Squarely aimed at creators, the guide traverses the video production workflow from idea generation to outreach and distribution, with the strongest focus beginning in the post-production pre-release phase. Drawing on marketing strategies, there is a strong emphasis on data collection and rigorous gathering of data, before, during and after distribution for the purposes of comparison and evaluation.
Critically the Playbook encourages creators to set goals at the outset of their project. This is a welcome inclusion. In EngageMedia‘s distribution, outreach and engagement workshops we frequently found film-makers do not set goals in advance which impacts on the film’s effectiveness, makes outreach planning difficult, and means that impact measurement is even less likely to occur, especially given already limited budgets.
The encouragement to set hard goals at the outset does contrast with Lennie and Tacchi’s Communication for Development approach that eschews pre-defined goals for more fluid approaches throughout the process. No doubt they would argue against the statement that “only by clearly defining desired outcomes (at the project’s outset) is it possible to plan and carry out impact measurement.” We’ll explore more on the Communication for Development approach as this research progresses.

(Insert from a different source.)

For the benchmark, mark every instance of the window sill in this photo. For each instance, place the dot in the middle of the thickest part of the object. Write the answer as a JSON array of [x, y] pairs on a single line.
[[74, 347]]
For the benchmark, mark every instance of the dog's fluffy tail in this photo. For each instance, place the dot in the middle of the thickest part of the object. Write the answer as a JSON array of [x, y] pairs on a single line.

Whilst the Impact Playbook is reasonably simplified it assumes a baseline level of resources that might more appropriately be expected of professional or semi-professional film-makers who are backed with budgets; the Playbook is not aimed as a practical guide for citizen media makers with limited resources. The ability to carry out preliminary research, conduct interviews, set up metrics systems and track behaviour or policy change is highly valuable; but doing so requires significant inputs that even small to medium sized non-profits often do not have.
What would be useful is an adaptive toolkit approach that had small, medium and large-scale resource options that could be tailored to the resources each film-maker or group has available and to the scale or nature of their video project or initiative.
The overall scope of impact in the Playbook is also limited: for the most part to the post-production, distribution and engagement phases of a project. Whilst this is, of course, critical, there are also multiple points of impact that occur throughout the pre-production and production phases, whether it’s through engagement with interviewees and campaign organisations, or with participants involved in the production process. Articulating these processes and including measurement tools for understanding impacts through the entire workflow would be beneficial for any future systems.
From a Video for Change perspective, understanding who became actively involved and how (eg. joining or starting a discussion or group and contributing to the movement) is critical.
Additionally, as Tanya Notley notes in the Video For Change Impact Evaluation Scoping Study, the Playbook “does not answer important questions about unintended consequences or consider baseline goals that perhaps every project should consider (or be encouraged to consider) in the design and evaluation process. (For example, using a ‘do no harm approach’ or ‘applying core ethical principles’ or ‘being accountable to the communities you want to support’.)”
Despite these limitations, the Playbook is a great explanatory document and an introductory guide to help film-makers consider how they might go about thinking about and measuring impact. A gap remains (and this not one the Playbook necessarily intended to fill) in producing a resource that can purposefully guide video-makers through the process of developing their own strategy in more detail, tailored to the level of resources they have available. What would be helpful is a series of dynamic templates that provide building blocks for users to construct their own impact evaluation framework.
A more fundamental solution to these problems, given resources, continue to limit the measurement of impact, would be to convince funders to accept and then encourage the routine inclusion of at least 5% of any project budget towards impact evaluation. As the impact space grows, perhaps this is an improvement within real reach?